Baca Juga: Jung Jawa, Kapal Raksasa Penguasa Lautan Nusantara yang Telah Hilang
“Dia keluarin duit pribadinya 2.000 gulden, makanya ada bond sepakbola pribumi pertama punya stadion dengan standar internasional,” tutur JJ Rizal. “Itu setara gaji satu tahun pejabat tinggi di Batavia.”
Stadion sepakbola itu berdiri di daerah yang kini disebut Petojo, Jakarta Pusat. Dari stadion itu pula M.H. Thamrin akhirnya membuat perkumpulan sepakbola yang semula bernama Vorstenlandsche Voetbal Bond (VVB) Jakarta. Setahun kemudian, 28 November 1929, perkumpulan sepakbola itu berganti nama menjadi Voetbalbond Indonesische Jacatra (VIJ). Dan nama stadion sepakbola menjadi tempat klub sepakbola tersebut pun menjadi Stadion VIJ.
“Jadi perkumpulan sepakbola pertama yang pakai kata Indonesia ya cuma di Jakarta dan itu karena pengaruh Mohammad Husni Thamrin,” ungkap JJ Rizal. “Jadi bayangin hanya selang satu tahun dari Sumpah Pemuda (1928) itu berdiri VIJ. Menggunakan kata Indonesia sebagai organisasi sepakbola.”
Jadi, JJ Rizal menegaskan, sepakbola juga menumbuhkan rasa nasionalisme dan turut mendukung pergerakan nasional.
Baca Juga: Gedung Thamrin, Saksi Sejarah Bangsa Indonesia
Pada 1932 ketika Soekarno bebas dari Penjara Sukamiskin di Bandung, M.H. Thamrin menjemputnya dan membawanya ke Stadion VIJ di Batavia. Soekarno diminta untuk “melakukan kick off pertama” di sebuah pertandingan di stadion tersebut. Peristiwa tersebut sekaligus mengumumkan kepada banyak orang di Batavia bahwa Soekarno telah bebas.
“Maka semua itu menunjukkan bahwa sepakbola adalah bagian dari pergerakan kebangsaan, dan pergerakan kebangsaan sudah pulih dengan hadirnya Soekarno ke tengah lapangan pergerakan.”

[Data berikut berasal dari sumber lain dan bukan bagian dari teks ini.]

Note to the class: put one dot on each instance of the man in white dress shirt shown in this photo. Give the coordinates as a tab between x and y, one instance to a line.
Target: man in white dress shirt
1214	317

M.H. Thamrin yang merupakan politisi dan pejuang kemerdekaan Indonesia di era Hindia Belanda mendorong para anggota perkumpulan-perkumpulan sepakbola di Batavia untuk membuat perkumpulan sepakbola yang bersifat nasional. “Thamrin mendorong lagi bahwa persatuan itu nggak cukup hanya dengan bond-bond sepakbola di Jakarta. Jadi dia mendorong untuk membuat bond sepakbola tingkat Indonesia, tingkat nasional,” tutur JJ Rizal.
“Nah orang-orang dari VIJ inilah yang mendorong ide membuat bond sepakbola yang sifatnya nasional atau Indonesia. Jadi bergeraklah anak-anak VIJ ini untuk menyatukan bond-bond sepakbola yang ada di Solo, Mataram, Surabaya untuk membuat perkumpulan yang sifatnya nasional. Jadi ide persatuan itu juga bergerak di lapangan sepakbola."
Baca Juga: Kematian Suporter Persija: Rivalitas di Indonesia Terlampau Kejam
Akhirnya, pada 19 April 1930 berdirilah Persatuan Sepakbola Seluruh Indonesia (PSSI) dengan Soeratin Sosrosoegondo dari Yogyakarta menjadi ketua umum pertamanya. Seperti yang dikatakan JJ Rizal, terbentuknya PSSI ini tak lepas dari peran orang-orang VIJ. Sebelumnya PSSI resmi didirikan, pada awal 1930 Soeratin sempat berkunjung ke Batavia dan menginap di suatu hotel di Jalan Kramat. Salah satu senior dari VIJ kemudian mendatanginya dan memintanya untuk membuat perkumpulan sepakbola nasional Indonesia.
“Jadi bisa kita katakan sejarah sepakbola di Jakarta ini bukan hanya sepakbola Jakarta, tapi juga sejarah sepakbola nasional. Dan di situ ada peranan penting orang yang namanya Mohammad Husni Thamrin,” tegas JJ Rizal.